Una cualidad básica de las leyes humanas es que deben de ser justas. Desde la perspectiva cristiana, la ley humana puede considerarse de alguna manera como un derivado de la ley eterna, siempre y cuando sea conforme a la razón y respete la dignidad de la persona. Así, los cristianos deberíamos distinguirnos tanto por el aprecio a las leyes que emanan de la autoridad, como por señalar, en cambio, las leyes inicuas, pues una ley inicua resulta ser en verdad un acto de violencia, como lo enseñaba Tomás de Aquino, en el siglo XIII y lo recoge actualmente la enseñanza eclesial.
Que la ley humana derive de la eterna significa que por ser Dios la causa primera del universo es en él donde finalmente el ser humano encuentra su fundamento en lo individual y en lo social.
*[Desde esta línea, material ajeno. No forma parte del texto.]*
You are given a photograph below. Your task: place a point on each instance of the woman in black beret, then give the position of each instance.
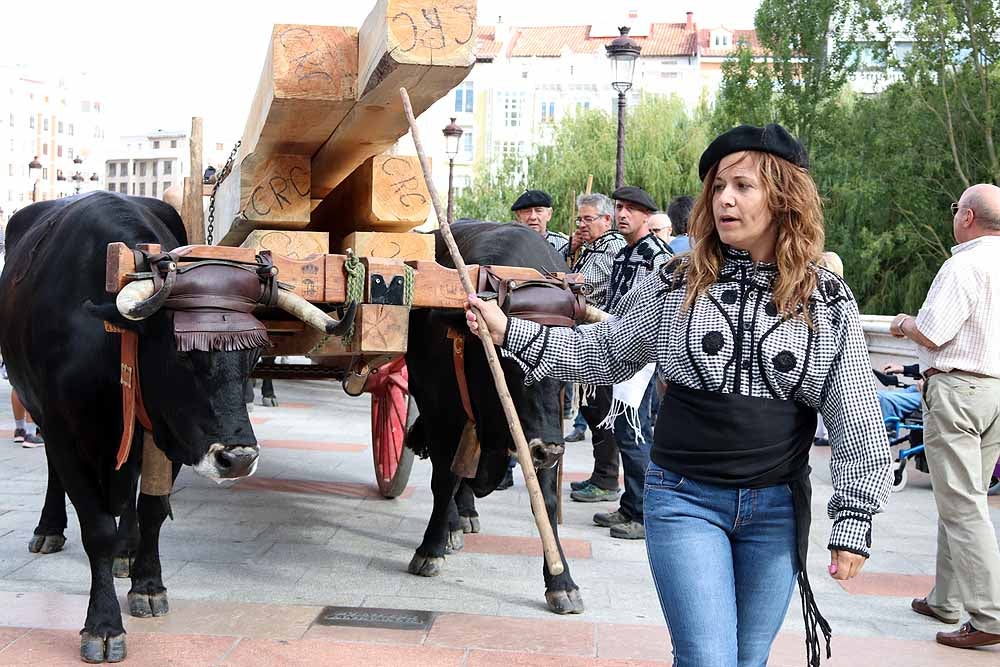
(751, 339)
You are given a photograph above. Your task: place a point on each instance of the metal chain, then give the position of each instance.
(219, 177)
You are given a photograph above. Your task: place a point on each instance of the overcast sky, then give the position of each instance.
(156, 70)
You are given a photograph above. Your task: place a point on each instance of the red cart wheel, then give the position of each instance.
(393, 413)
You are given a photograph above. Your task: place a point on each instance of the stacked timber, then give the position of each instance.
(326, 109)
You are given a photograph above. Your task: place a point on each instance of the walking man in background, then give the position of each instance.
(958, 335)
(534, 209)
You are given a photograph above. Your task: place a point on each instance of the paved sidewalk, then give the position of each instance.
(249, 567)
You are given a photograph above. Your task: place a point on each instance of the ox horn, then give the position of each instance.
(139, 299)
(592, 314)
(313, 316)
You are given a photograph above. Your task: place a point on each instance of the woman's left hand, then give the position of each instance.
(845, 565)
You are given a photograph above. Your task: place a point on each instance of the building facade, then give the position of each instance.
(60, 120)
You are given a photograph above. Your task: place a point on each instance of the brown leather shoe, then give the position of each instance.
(921, 606)
(967, 637)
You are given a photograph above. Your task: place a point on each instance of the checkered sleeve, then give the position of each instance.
(597, 272)
(860, 458)
(949, 303)
(597, 354)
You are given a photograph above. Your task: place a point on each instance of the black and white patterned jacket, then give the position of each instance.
(733, 341)
(595, 263)
(633, 263)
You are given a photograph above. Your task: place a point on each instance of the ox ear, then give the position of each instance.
(109, 312)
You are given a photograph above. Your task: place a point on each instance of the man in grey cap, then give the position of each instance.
(534, 209)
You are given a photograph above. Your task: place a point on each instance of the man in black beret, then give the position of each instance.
(534, 209)
(772, 139)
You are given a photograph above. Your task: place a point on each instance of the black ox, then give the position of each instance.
(66, 369)
(438, 429)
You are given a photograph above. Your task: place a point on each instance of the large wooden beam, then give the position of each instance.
(307, 87)
(263, 191)
(193, 212)
(428, 47)
(385, 194)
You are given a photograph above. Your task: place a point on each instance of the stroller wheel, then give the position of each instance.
(899, 477)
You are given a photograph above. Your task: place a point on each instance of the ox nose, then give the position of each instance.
(544, 454)
(235, 461)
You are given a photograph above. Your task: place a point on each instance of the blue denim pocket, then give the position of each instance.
(661, 478)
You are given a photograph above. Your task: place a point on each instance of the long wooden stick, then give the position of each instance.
(553, 560)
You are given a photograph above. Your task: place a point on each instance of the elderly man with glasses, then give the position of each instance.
(600, 244)
(957, 333)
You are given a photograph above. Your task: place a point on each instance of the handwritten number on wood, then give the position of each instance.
(430, 31)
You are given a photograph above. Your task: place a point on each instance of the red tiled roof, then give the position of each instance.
(665, 39)
(486, 44)
(706, 49)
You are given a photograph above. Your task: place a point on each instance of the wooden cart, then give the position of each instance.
(310, 181)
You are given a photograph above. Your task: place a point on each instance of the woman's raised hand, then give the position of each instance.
(496, 321)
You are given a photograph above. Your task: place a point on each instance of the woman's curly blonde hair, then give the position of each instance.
(795, 208)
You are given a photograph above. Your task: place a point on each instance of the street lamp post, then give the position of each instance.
(77, 177)
(34, 173)
(623, 52)
(452, 133)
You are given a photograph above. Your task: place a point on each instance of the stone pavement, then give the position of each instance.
(249, 567)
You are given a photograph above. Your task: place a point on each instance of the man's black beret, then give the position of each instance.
(635, 195)
(531, 199)
(772, 139)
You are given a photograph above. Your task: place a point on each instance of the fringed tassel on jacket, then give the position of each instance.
(812, 617)
(229, 341)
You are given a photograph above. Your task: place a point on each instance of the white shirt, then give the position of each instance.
(961, 314)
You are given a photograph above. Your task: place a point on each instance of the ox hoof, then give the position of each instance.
(425, 566)
(96, 649)
(142, 605)
(564, 602)
(46, 544)
(470, 524)
(121, 568)
(456, 541)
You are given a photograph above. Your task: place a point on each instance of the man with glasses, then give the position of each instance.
(957, 333)
(659, 224)
(534, 209)
(600, 245)
(643, 255)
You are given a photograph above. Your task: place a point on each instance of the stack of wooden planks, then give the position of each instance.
(326, 109)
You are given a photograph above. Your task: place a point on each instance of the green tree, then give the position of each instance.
(662, 145)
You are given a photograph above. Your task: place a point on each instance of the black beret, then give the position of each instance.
(772, 139)
(635, 195)
(532, 198)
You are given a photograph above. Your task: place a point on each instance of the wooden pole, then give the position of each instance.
(192, 212)
(553, 560)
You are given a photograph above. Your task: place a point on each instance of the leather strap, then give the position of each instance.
(458, 358)
(132, 405)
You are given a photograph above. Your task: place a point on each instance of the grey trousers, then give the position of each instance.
(962, 438)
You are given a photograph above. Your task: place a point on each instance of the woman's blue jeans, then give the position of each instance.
(724, 563)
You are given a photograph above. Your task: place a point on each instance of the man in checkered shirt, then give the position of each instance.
(958, 335)
(644, 255)
(600, 245)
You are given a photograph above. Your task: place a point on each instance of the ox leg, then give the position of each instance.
(562, 595)
(468, 517)
(48, 536)
(148, 595)
(443, 524)
(103, 636)
(127, 542)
En consecuencia, fuera del caso de las leyes inicuas, la obediencia a las leyes es una exigencia moral.
Si bien en la democracia el pueblo es considerado soberano, esto no significa que pueda, a capricho, dispensar a los gobernantes del cumplimiento de la ley u obligarlos a cumplirla, mucho menos, que éstos tengan que consultar al pueblo para determinar seguir la ley o no seguirla. Actuar de ese modo significaría debilitar seriamente los cimientos en los que se apoya la misma democracia.
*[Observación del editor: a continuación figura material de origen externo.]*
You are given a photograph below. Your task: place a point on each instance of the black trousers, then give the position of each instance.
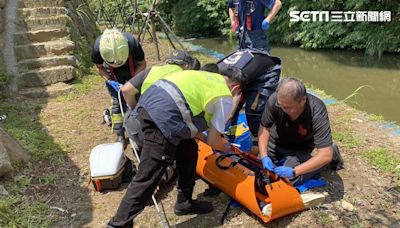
(156, 154)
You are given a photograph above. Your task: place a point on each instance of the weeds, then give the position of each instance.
(383, 159)
(322, 217)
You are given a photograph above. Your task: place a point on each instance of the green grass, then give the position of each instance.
(373, 117)
(83, 86)
(322, 217)
(23, 124)
(383, 159)
(30, 212)
(346, 139)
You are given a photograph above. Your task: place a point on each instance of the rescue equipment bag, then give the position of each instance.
(253, 63)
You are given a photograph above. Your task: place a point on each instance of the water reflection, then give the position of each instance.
(339, 73)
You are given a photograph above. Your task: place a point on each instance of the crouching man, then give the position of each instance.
(293, 123)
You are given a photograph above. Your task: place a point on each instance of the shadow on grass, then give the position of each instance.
(48, 191)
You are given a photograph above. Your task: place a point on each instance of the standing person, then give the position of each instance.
(249, 22)
(178, 60)
(118, 57)
(172, 112)
(261, 74)
(295, 122)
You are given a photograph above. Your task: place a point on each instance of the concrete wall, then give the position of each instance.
(2, 19)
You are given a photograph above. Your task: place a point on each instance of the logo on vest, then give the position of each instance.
(301, 130)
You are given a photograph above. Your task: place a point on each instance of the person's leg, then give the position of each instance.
(337, 160)
(186, 161)
(155, 154)
(116, 116)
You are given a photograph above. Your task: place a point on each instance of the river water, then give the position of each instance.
(339, 73)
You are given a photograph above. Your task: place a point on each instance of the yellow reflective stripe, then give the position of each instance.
(116, 118)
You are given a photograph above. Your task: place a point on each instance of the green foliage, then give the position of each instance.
(195, 18)
(19, 211)
(191, 18)
(82, 86)
(383, 159)
(23, 124)
(4, 77)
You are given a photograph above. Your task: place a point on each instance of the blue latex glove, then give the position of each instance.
(115, 85)
(284, 171)
(265, 24)
(267, 163)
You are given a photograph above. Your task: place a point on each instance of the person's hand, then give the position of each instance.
(115, 85)
(265, 24)
(284, 171)
(267, 163)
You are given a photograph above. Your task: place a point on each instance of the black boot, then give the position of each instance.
(121, 138)
(185, 205)
(211, 191)
(337, 162)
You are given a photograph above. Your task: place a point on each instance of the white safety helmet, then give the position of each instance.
(114, 48)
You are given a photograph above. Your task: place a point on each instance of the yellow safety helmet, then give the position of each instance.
(114, 48)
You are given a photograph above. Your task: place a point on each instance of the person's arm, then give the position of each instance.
(141, 67)
(275, 9)
(133, 87)
(323, 157)
(237, 97)
(263, 140)
(102, 71)
(129, 92)
(220, 110)
(216, 141)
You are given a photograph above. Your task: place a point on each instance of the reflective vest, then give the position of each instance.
(198, 89)
(158, 72)
(249, 10)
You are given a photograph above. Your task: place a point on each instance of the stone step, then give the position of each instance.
(45, 49)
(42, 12)
(46, 76)
(53, 90)
(43, 35)
(31, 64)
(38, 23)
(41, 3)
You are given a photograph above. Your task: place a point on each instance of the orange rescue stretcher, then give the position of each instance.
(240, 176)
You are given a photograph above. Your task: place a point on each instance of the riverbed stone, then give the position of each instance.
(2, 4)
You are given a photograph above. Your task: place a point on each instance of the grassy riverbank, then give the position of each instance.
(59, 132)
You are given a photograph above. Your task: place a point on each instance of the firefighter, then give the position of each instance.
(118, 57)
(172, 112)
(178, 60)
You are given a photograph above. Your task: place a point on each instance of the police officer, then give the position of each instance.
(118, 57)
(248, 21)
(172, 112)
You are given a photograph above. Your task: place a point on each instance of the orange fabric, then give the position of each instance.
(239, 182)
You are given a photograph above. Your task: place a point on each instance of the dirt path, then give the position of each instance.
(373, 195)
(359, 196)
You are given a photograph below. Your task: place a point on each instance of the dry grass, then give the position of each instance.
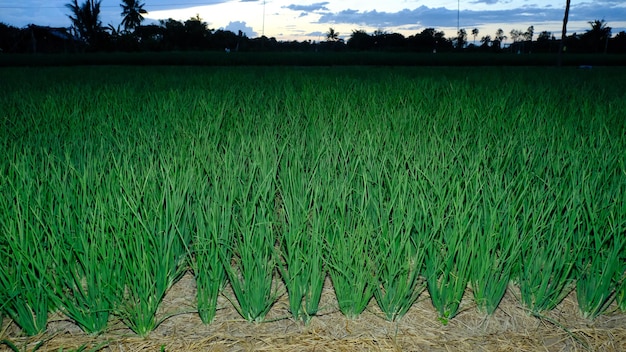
(511, 328)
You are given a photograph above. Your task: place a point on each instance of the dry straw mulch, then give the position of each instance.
(511, 328)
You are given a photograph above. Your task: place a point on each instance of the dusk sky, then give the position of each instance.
(302, 20)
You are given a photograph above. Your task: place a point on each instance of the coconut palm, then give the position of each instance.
(86, 23)
(475, 32)
(598, 36)
(563, 33)
(132, 11)
(331, 35)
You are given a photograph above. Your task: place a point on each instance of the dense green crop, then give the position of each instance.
(114, 181)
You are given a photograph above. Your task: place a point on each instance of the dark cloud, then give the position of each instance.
(318, 6)
(487, 2)
(236, 26)
(424, 16)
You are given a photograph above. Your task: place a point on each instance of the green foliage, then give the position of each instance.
(304, 223)
(115, 182)
(252, 267)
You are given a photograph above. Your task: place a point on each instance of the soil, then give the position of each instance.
(510, 328)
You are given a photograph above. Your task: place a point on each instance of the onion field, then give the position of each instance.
(394, 183)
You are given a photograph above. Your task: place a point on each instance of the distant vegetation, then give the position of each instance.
(115, 181)
(87, 34)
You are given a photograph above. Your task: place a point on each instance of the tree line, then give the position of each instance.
(87, 33)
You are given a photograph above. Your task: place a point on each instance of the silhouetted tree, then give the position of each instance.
(360, 40)
(499, 38)
(516, 35)
(475, 32)
(461, 38)
(86, 23)
(563, 33)
(331, 35)
(132, 11)
(486, 41)
(429, 40)
(597, 38)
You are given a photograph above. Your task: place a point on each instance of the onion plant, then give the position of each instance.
(252, 266)
(601, 235)
(152, 235)
(495, 243)
(214, 202)
(88, 272)
(26, 263)
(304, 225)
(548, 218)
(399, 249)
(352, 235)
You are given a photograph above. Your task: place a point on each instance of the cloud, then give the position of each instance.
(318, 6)
(488, 2)
(236, 26)
(424, 16)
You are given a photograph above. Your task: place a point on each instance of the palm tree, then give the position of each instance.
(132, 11)
(563, 34)
(86, 23)
(331, 35)
(475, 32)
(598, 35)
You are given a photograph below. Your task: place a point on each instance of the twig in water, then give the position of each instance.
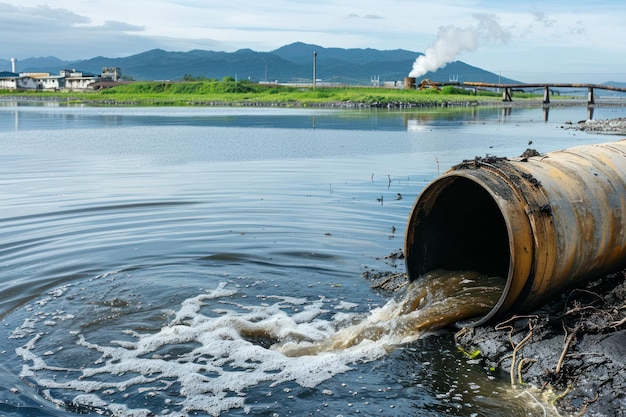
(568, 341)
(516, 347)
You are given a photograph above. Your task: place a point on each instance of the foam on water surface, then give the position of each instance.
(205, 355)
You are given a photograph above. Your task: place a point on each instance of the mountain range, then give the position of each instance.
(289, 63)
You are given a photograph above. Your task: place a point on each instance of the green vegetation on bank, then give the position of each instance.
(231, 92)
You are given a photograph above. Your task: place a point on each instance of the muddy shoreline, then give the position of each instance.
(568, 357)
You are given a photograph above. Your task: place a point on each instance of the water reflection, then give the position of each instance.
(17, 116)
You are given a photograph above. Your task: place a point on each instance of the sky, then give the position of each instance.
(531, 41)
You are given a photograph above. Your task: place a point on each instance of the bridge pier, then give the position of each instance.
(506, 94)
(546, 95)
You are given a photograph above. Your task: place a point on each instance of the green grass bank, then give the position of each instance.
(230, 92)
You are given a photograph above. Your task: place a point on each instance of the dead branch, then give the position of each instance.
(568, 341)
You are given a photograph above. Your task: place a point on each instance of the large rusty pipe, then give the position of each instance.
(544, 223)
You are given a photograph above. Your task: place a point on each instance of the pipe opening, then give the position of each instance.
(456, 225)
(459, 228)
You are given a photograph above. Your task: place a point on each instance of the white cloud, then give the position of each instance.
(541, 37)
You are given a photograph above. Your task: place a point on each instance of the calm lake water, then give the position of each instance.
(146, 254)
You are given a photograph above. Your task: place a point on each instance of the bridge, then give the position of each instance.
(508, 88)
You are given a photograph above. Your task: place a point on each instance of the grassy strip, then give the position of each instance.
(231, 92)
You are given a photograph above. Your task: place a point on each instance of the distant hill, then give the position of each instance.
(290, 63)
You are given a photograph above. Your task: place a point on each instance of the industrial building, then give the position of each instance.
(70, 80)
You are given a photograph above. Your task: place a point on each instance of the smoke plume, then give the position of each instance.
(452, 40)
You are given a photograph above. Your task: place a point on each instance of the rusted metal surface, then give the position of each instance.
(543, 222)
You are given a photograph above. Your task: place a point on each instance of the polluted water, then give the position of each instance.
(205, 354)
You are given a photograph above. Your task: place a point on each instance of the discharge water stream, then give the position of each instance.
(213, 348)
(197, 261)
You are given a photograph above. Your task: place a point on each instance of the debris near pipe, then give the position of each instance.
(574, 355)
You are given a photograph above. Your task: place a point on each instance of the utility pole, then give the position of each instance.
(314, 70)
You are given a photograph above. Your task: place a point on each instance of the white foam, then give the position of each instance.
(215, 348)
(223, 355)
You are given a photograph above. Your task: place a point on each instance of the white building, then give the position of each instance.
(66, 80)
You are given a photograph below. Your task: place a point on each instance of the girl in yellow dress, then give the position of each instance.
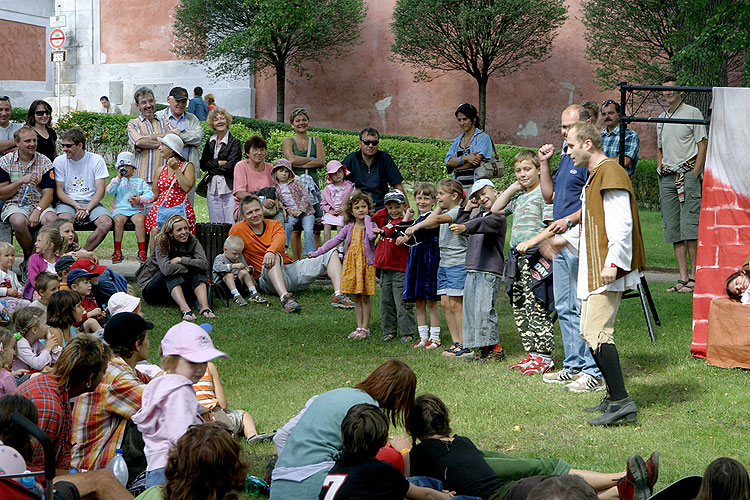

Para establecer y modificar las leyes se constituye el parlamento, de tal forma que las cámaras legislativas, elegidas por los ciudadanos, -y puede decirse entonces que por el pueblo- siguen para ellos los procesos establecidos. El poder ejecutivo, por su parte, está obligado, moral y jurídicamente, a actuar de acuerdo con el dictado de las leyes, y eso no se necesita consultar con el pueblo.
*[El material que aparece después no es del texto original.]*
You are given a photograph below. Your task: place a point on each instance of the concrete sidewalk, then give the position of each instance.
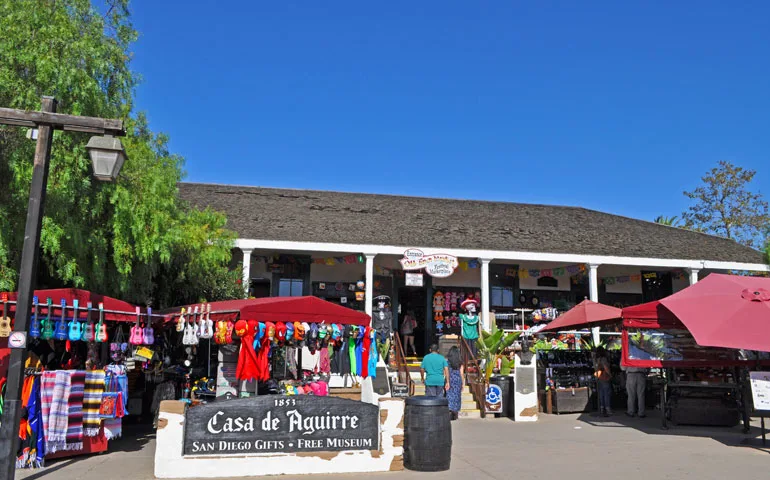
(582, 447)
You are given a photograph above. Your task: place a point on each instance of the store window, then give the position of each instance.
(656, 285)
(501, 297)
(290, 287)
(547, 282)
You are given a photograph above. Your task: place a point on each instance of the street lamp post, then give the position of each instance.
(102, 153)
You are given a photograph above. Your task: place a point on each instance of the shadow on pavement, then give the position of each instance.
(652, 425)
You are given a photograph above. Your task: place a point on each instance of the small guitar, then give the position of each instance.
(75, 327)
(101, 328)
(148, 334)
(201, 322)
(34, 328)
(88, 327)
(136, 331)
(208, 325)
(221, 337)
(5, 321)
(190, 338)
(47, 322)
(180, 322)
(229, 335)
(60, 332)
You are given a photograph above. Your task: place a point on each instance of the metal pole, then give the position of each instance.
(9, 430)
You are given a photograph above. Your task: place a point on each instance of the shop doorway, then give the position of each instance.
(413, 300)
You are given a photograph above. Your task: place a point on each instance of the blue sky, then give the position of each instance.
(602, 104)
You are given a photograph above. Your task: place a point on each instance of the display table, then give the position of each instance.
(91, 445)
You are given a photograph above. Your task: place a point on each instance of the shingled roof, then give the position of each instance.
(335, 217)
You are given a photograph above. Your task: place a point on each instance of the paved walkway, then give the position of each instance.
(577, 447)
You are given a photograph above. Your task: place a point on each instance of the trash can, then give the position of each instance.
(509, 401)
(504, 382)
(427, 434)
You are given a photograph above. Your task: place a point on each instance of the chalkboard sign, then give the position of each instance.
(400, 390)
(525, 381)
(281, 424)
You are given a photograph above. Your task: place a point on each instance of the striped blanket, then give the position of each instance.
(56, 391)
(75, 410)
(92, 400)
La vida social necesita las leyes humanas además de las leyes morales. Estas leyes son promulgadas y garantizan, en lo que cabe, que las reglas de conducta que requiere la vida social sean conocidas y apreciadas por todos los ciudadanos.
En nuestro país hace falta una cultura en la que se aprecie el valor auténtico de las leyes. A todos nos parece fácil romperlas o ignorarlas. Comencemos pues a fomentar esa cultura.